# Logging

Like all problems in data science, performance monitoring starts with collecting the right data in the right format. Because performance monitoring is a concern in nearly all customer-facing computer systems, there is a well-established set of tools and techniques for collecting this data. Data performance monitoting is generally collected using log files. Recall the following best practice:

**Important**
* Ensure that your data are collected at the most granular level possible. This means each data point should represent one user making one action or one event.

Naturally, collecting very granular data will result in very large data sets. If there is a need, you can always summarize the data after it has been collected.
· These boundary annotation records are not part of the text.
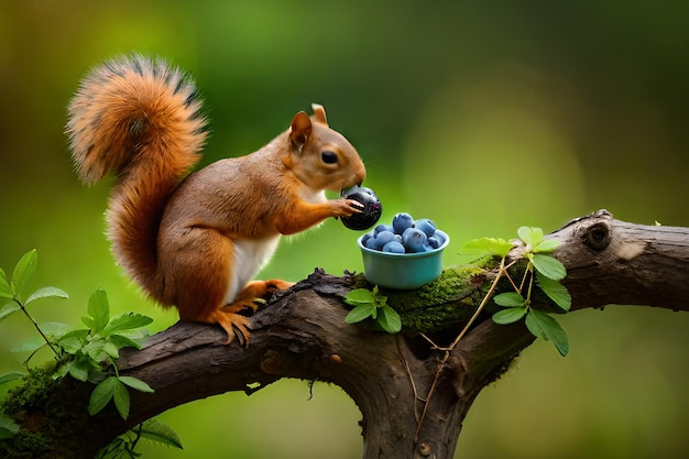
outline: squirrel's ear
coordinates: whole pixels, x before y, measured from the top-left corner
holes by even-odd
[[[311,120],[306,112],[299,111],[292,120],[289,140],[297,149],[302,150],[309,136],[311,136]]]
[[[321,124],[328,125],[328,118],[326,118],[326,109],[319,103],[311,103],[311,110],[314,110],[314,119]]]

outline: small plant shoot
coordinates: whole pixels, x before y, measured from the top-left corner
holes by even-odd
[[[108,296],[105,291],[97,289],[89,298],[88,315],[81,318],[86,328],[75,329],[61,323],[39,324],[30,314],[28,306],[39,299],[66,299],[69,296],[63,289],[53,286],[29,293],[28,288],[36,266],[37,252],[31,250],[19,260],[11,280],[0,269],[0,305],[2,305],[0,321],[22,312],[39,334],[39,337],[15,345],[12,351],[30,352],[24,362],[28,367],[40,349],[48,348],[56,362],[54,380],[69,375],[75,380],[96,384],[87,407],[89,414],[98,414],[112,401],[116,411],[125,419],[130,409],[129,390],[153,392],[153,389],[139,379],[120,375],[116,360],[119,358],[120,349],[124,347],[141,349],[140,341],[147,336],[147,331],[141,328],[151,324],[153,319],[136,313],[121,314],[111,318]],[[25,376],[26,373],[17,371],[0,374],[0,384],[20,381]],[[14,436],[20,427],[12,418],[0,413],[0,441]],[[139,453],[133,448],[140,438],[182,448],[178,437],[172,429],[150,420],[119,437],[106,448],[108,456],[99,457],[121,457],[123,453],[132,458],[138,457]]]
[[[560,242],[553,238],[546,238],[540,228],[521,227],[517,230],[518,239],[505,241],[504,239],[481,238],[467,242],[461,253],[477,256],[497,256],[501,259],[497,278],[510,276],[505,267],[507,253],[520,244],[524,247],[523,258],[527,260],[524,277],[520,283],[510,278],[514,292],[505,292],[493,297],[493,302],[502,306],[493,314],[493,321],[500,325],[513,324],[525,320],[526,327],[537,338],[553,342],[561,356],[569,352],[567,334],[557,323],[555,317],[534,309],[532,307],[532,292],[537,285],[562,312],[571,307],[571,296],[559,281],[567,276],[565,265],[551,256]],[[497,281],[497,280],[496,280]]]
[[[353,306],[353,309],[344,317],[347,324],[357,324],[370,317],[389,334],[402,330],[400,315],[387,305],[387,297],[381,295],[378,285],[373,286],[372,291],[357,288],[349,292],[344,297],[344,303]]]

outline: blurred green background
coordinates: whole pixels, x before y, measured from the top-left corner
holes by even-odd
[[[204,164],[258,149],[320,102],[358,147],[390,219],[436,220],[463,241],[557,229],[608,208],[689,226],[689,3],[641,1],[39,1],[0,3],[0,266],[36,248],[35,286],[67,302],[40,320],[77,324],[89,294],[114,313],[176,320],[142,299],[103,237],[109,183],[73,173],[65,107],[94,65],[161,55],[200,87]],[[109,182],[109,181],[106,181]],[[360,270],[357,233],[327,221],[284,241],[263,276]],[[453,250],[452,250],[453,249]],[[564,317],[562,359],[536,342],[475,402],[457,457],[682,457],[689,315],[609,307]],[[0,324],[0,372],[25,356],[22,317]],[[146,458],[357,458],[360,415],[338,387],[283,381],[160,419],[185,450]]]

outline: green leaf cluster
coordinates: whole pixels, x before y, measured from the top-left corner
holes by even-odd
[[[501,238],[479,238],[464,243],[459,252],[464,255],[505,258],[513,247],[514,242]]]
[[[349,292],[344,296],[344,303],[354,306],[344,317],[347,324],[357,324],[371,318],[389,334],[396,334],[402,330],[400,315],[390,307],[387,297],[380,293],[378,285],[373,286],[372,291],[357,288]]]
[[[172,428],[156,419],[147,419],[116,438],[98,451],[95,459],[138,458],[141,455],[135,451],[135,447],[141,439],[183,449],[179,436]]]
[[[531,307],[534,280],[540,289],[564,312],[568,312],[571,307],[571,296],[559,282],[567,276],[567,270],[559,260],[547,254],[559,245],[559,241],[544,238],[540,228],[522,227],[517,230],[517,234],[524,242],[524,256],[528,260],[525,273],[525,276],[529,276],[526,297],[522,291],[495,295],[493,298],[495,304],[505,309],[495,313],[493,321],[505,325],[525,318],[526,327],[532,335],[553,342],[561,356],[567,356],[569,340],[562,327],[555,317]]]

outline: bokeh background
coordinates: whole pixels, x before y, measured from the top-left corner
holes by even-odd
[[[599,208],[689,226],[689,3],[681,1],[47,1],[0,3],[0,266],[40,254],[41,321],[78,324],[97,287],[113,314],[176,320],[114,266],[110,181],[73,173],[65,107],[94,65],[164,56],[200,87],[204,164],[251,152],[320,102],[357,145],[368,185],[397,211],[463,241],[546,231]],[[358,237],[327,221],[284,241],[263,276],[360,270]],[[671,458],[689,451],[689,315],[608,307],[561,319],[571,352],[528,348],[464,423],[458,458]],[[0,324],[0,372],[32,336]],[[46,358],[45,356],[44,358]],[[40,360],[41,357],[39,357]],[[357,458],[360,415],[338,387],[282,381],[164,413],[184,451],[146,458]],[[310,398],[310,400],[309,400]]]

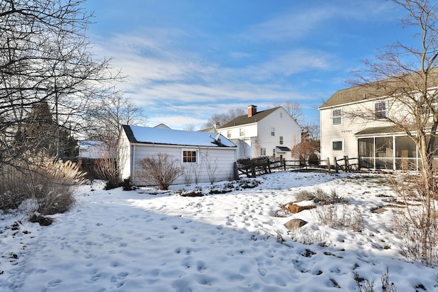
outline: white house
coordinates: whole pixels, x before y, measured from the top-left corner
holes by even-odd
[[[261,156],[292,159],[290,149],[300,143],[301,127],[283,107],[257,111],[248,106],[248,114],[218,127],[239,148],[237,159]]]
[[[79,141],[79,157],[99,159],[107,156],[107,146],[101,141]]]
[[[385,82],[397,90],[394,79]],[[368,169],[417,169],[419,156],[414,142],[388,122],[406,120],[412,115],[406,105],[382,95],[377,86],[361,85],[337,91],[321,107],[321,159],[359,157]],[[387,90],[387,89],[385,89]],[[357,113],[361,113],[358,115]],[[401,120],[403,119],[403,120]]]
[[[181,162],[183,174],[173,183],[211,182],[234,178],[237,146],[217,133],[123,126],[120,140],[120,168],[123,178],[145,185],[139,174],[144,157],[167,153]]]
Summary level data may mask important patterns and generally it is not possible to go from summary data to granular data. Log files with several million entries can be analyzed on a single node or on a personal machine with little overhead.

**Note: If the logging is handled by another member of your team or by another team you should ensure that the minimally required data discussed here are available or it will be difficult to monitor your model's performance and/or debug performance related issues.**

# Minimal requirements for log files

These are data that are minimally required for performance monitoring for most model deployment projects. There are other features that fall into this category that are situation dependent, like user_id in a recommendation system, so do not view this list as comprehensive, simply keep it as a reference starting point.

**runtime** - The total amount of time required to process the request. This is a factor that directly affects the end user’s experience and should be monitored.

**timestamp** - Timestamps are needed to evaluate how well the system handles load and concurrency. Additionally, timestamps are useful when connecting predictions to labels that are acquired afterwards. Finally, they are needed for the investigation of events that might affect the relationship between the performance and business metrics.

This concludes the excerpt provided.